Here's how I see it: We will not be able to compete in traditional manufacturing industries on a global level anymore at all. There are just too many other places where it's cheaper to get most things made. If the natural resources can be found near China or the necessary parts can be shipped cheaply to China, they're going to get those jobs. You cannot compete with a billion people willing to work for very low wages. Sad, but true. Or is it?
With the spread of globalization, it's just fundamentally not the same game. Yes, lots of people are out of jobs as a result of this change, but the global corporate economy has made an irreversible change, it's not really going to come back. Nobody thinks that the US is going to return to kick butt as an auto manufacturer (at least, in the traditional, gas-powered sense), yet people talk about keeping jobs in the United States, but the truth is that the jobs that have left will not come back, and people had better have a pretty good idea of what sorts of jobs can be made that have staying power here at home. And that's where I think B.O. (whoa, his initials are B.O.!) gets it right, is that if the US doesn't get cracking in the New Energy industry, the post-oil industry, whatever you want to call it, we will get left sorely behind.
But hey, for the sake of a pep talk, let's identify what game we DO still have.
So in what areas does the US still kick butt?
- Basketball. We are still pretty good at this. And maybe baseball too. Maybe.
- Rappers. We've still got some good ones, I guess. But the rest of the world is gaining on us. To expand this idea, I guess you could say that general popular culture is a major export. Musicians, writers, some artists, some academics, and some other peddlers in the idea trade still have some impact, but that is starting to change as well.
- Movies. Regardless of their quality, we make a lot of movies. And people watch them, even in other countries.

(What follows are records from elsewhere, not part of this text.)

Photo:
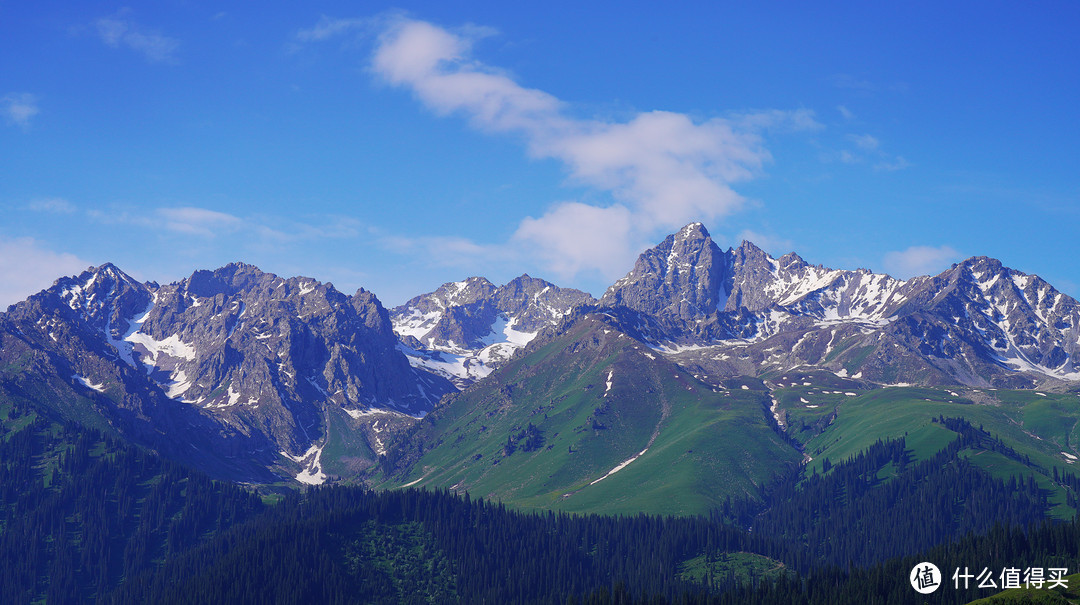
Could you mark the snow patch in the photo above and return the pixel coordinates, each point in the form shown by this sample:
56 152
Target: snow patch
621 466
88 384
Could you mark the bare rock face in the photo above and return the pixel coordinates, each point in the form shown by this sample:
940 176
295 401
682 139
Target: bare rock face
464 330
742 311
253 365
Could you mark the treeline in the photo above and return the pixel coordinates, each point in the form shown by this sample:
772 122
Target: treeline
80 511
879 505
309 548
88 519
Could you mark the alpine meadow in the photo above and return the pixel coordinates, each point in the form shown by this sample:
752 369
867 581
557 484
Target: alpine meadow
234 366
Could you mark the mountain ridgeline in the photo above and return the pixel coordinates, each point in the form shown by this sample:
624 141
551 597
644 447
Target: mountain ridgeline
752 429
727 366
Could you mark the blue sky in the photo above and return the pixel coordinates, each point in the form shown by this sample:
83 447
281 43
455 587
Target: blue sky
397 147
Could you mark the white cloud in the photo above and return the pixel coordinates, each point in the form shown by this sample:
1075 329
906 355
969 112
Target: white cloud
662 169
919 260
18 108
27 268
119 30
572 238
52 205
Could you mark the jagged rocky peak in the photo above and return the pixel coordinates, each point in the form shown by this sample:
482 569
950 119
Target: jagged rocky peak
684 278
103 296
534 304
464 330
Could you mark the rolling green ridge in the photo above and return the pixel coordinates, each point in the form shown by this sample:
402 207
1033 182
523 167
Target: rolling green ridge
594 421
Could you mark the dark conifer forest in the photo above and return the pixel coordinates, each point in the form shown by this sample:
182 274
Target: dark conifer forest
88 519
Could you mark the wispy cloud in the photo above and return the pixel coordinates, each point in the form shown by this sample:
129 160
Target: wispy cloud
208 224
26 267
919 260
52 205
198 222
120 30
867 149
864 142
18 108
661 169
327 28
771 243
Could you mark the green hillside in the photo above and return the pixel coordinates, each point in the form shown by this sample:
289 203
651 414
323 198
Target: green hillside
594 421
1040 427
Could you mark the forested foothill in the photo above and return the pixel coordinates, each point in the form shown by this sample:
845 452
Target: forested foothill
85 518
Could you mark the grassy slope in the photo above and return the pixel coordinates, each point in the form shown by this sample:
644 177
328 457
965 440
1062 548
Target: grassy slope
702 443
1042 427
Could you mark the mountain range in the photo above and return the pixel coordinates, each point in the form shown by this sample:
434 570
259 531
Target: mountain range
702 372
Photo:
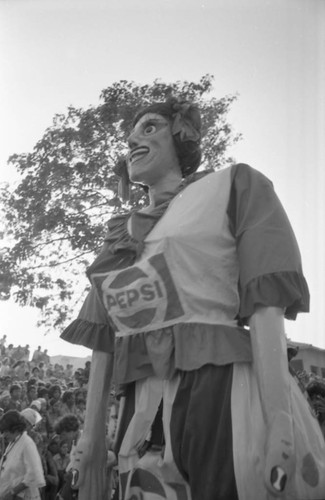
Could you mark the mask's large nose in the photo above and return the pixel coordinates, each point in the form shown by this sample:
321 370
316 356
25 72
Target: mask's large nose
132 140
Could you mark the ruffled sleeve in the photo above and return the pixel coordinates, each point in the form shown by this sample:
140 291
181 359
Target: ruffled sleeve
269 258
91 328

- Computer operating systems. We've got Microsoft. Like it or not, it's still on most of the world's computers. But aside from software, which is a relatively fluid idea that can be copyrighted and sold (or more likely, copied) throughout the world, the real problem is that a large portion of the hardware is not produced here in the US. We've got Apple, with their iPods, and their gain in the personal computer market, but pretty much nothing that they design is made in the US. It all says "designed in California" but it is certainly made in China, bringing a considerable amount of money to the top people at Apple, but providing jobs for a few of the billion people in China. Contributes to the trade defecit, what else is new.
- Science. Sort of. We don't even have a large hadron collider though.
- Space program. I guess, but I mean, even China has one now.
- Oh, I got one: Broadway musicals. But that's kind of like American football, ya know. It really only exists here.
- The medical and pharmaceutical industries. Sure, we have some good stuff, but not everyone can use them.
- Two words: Will Smith.
- Another two: Mariah Carey.
- This sort of goes with exporting culture, but I also think we export our version of the English language. But, we can't make nay money off of this because people get on Napster or Friendster or whatever and download and steal it, for free! We have GOT to copyright our accent or something.
- Oh, how could I forget: Fast food! And other junky snacks.
- Making cars. Just kidding.
- Google. We've got Google. Those colorful, rollerblading, Segway-riding, free-delicious-food-eating brainiac billionaires over in CA. Let's hope they don't relocate. Or more importantly, let's hope California doesn't declare independence from the rest of the US. So let's say this:
- We have California (for the time being). What's to keep them from succeeding from the rest of the US and taking Schwartzeneggar as their president? I mean, seriously. If you think about it, the rest of the US (with the possible exception of New York, maybe Chicago) is kind of dragging California down. California's political and economicl ideology is way more progressive than the rest of the US, and frankly, I think they might be getting sick of us. Is it a surprise that it says "Designed in California. Assembled in China" on the back of your iPod? Designed in California, not the United States. They're just getting a head start on the succession.
- So more generally, we have the Silicon Valley and everything associated with it. Again, while ideas are exported throughout the world, the hardware that acts as a platform for these ideas is increasingly manufactured elsewhere.
- I think we still make microchips here, maybe?
- Weapons. Bombs. Airplanes. When it comes to military spending, we are number one. Yikes.
- We can't even win at competetive eating anymore.
- We're good at making prisons. And TV shows about hunks who break out of them!